How Much Unstructured Big Medical Data Is There In The EMR?

EMR saladHow much unstructured big data is there in the EMR? Unstructured data is data that doesn’t fit into neat columns on a spreadsheet, or fields and look-up tables in a database, like the narrative text in an HPI. It used to be that we sat down with a pen and the paper chart, and wrote our progress notes in the office and in the clinic. Or, we dictated the notes, which were transcribed. But with the advent of the EMR, templates have crept in, as well as the wide-spread and controversial practice of copying and pasting text from a previous  encounter (see the recent NYT article).

This is  interesting in a quirky way.

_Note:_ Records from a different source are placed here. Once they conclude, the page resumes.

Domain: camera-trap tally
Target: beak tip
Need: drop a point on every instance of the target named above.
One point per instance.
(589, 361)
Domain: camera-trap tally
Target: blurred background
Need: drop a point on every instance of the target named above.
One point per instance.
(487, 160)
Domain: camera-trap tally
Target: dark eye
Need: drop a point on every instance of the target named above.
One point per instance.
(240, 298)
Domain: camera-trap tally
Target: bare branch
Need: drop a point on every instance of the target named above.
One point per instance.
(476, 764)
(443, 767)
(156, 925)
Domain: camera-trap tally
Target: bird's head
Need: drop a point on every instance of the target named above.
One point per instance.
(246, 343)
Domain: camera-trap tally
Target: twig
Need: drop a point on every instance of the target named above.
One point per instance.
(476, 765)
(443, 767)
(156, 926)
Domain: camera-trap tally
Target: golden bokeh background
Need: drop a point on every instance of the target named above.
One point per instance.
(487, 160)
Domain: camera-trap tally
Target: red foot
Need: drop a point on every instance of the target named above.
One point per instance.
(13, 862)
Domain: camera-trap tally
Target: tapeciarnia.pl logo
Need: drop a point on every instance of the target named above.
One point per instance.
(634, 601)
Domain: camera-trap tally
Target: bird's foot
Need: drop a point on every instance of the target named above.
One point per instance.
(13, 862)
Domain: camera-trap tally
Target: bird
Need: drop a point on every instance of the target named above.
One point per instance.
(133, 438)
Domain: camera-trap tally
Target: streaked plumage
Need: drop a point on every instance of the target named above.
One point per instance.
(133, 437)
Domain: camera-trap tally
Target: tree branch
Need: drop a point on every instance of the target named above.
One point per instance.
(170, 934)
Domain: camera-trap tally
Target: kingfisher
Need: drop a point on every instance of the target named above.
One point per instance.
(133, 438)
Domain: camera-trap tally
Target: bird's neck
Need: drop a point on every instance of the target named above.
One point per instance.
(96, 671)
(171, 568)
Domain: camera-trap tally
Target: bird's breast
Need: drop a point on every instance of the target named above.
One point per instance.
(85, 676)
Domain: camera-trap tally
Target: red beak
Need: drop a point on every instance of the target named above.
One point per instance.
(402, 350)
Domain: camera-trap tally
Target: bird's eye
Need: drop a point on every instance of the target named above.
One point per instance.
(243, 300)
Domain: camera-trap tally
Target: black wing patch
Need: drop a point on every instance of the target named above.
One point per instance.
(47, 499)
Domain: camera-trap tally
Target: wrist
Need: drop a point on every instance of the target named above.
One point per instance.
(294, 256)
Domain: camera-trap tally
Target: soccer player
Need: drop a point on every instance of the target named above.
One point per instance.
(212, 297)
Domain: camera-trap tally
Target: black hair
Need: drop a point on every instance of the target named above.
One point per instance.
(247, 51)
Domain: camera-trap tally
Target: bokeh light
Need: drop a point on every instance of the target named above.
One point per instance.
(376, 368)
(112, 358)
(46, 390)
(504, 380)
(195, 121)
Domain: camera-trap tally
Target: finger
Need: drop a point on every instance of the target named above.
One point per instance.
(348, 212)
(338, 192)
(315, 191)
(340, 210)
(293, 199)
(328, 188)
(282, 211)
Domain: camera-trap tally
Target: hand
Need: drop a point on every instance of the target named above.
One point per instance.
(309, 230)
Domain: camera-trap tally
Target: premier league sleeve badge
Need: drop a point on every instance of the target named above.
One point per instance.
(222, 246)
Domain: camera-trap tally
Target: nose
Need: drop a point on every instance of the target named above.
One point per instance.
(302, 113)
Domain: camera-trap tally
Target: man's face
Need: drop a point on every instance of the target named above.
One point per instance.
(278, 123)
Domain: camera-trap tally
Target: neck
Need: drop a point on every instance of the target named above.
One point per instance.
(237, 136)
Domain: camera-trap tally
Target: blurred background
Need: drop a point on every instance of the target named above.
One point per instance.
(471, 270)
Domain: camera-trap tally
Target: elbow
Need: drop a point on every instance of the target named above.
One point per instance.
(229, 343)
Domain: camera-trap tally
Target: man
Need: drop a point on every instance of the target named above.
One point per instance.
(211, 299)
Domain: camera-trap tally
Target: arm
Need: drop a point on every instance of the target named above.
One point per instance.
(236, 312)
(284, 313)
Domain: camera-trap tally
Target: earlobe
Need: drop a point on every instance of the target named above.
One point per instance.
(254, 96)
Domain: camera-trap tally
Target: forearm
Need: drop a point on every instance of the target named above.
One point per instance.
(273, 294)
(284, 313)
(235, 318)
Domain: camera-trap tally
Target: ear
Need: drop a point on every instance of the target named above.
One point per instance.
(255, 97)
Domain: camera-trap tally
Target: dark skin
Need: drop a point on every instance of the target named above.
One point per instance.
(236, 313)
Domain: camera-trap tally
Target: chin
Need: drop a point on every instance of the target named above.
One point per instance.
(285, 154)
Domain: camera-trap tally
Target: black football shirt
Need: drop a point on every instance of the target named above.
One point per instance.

As physicians, nurse practitioners, and other providers have become reluctant data entry clerks, they use many shortcuts so that they will have time to take care of the patients, including templates with stylized or constrained vocabularies, self-generated “smart phrases”, and patient-specific narratives that can be recalled and modified.  The remainder of the note is populated with structured data already in the system (labs, test results, x-ray results).  Because medical changes are often not so dramatic from one day to the next,  the actual novel unstructured information content from one note to the next may only be a tiny fraction of the total bytes, and probably the change between the current and previous note may carry as much information than the actual content.  But, when people get hurried or sloppy, old information gets carried along that is no longer current, but has not been changed in the notes.  So, the key information extraction question is identifying the true changes, separating them from relatively static or outdated data that is carried along, and extracting the novel information.

How is this relevant to big data analytics in medicine?  If much of the content is captured by a stylized vocabulary, and filled with structured data already present in data tables, how much independent information will there be in a medical note?  If the data has dependencies because of this stylized nature and controlled vocabularies, how does this impact data mining and statistical analytics.  I am not sure if this type of problem has a formal technical term in machine learning, but if not it is likely to get one soon!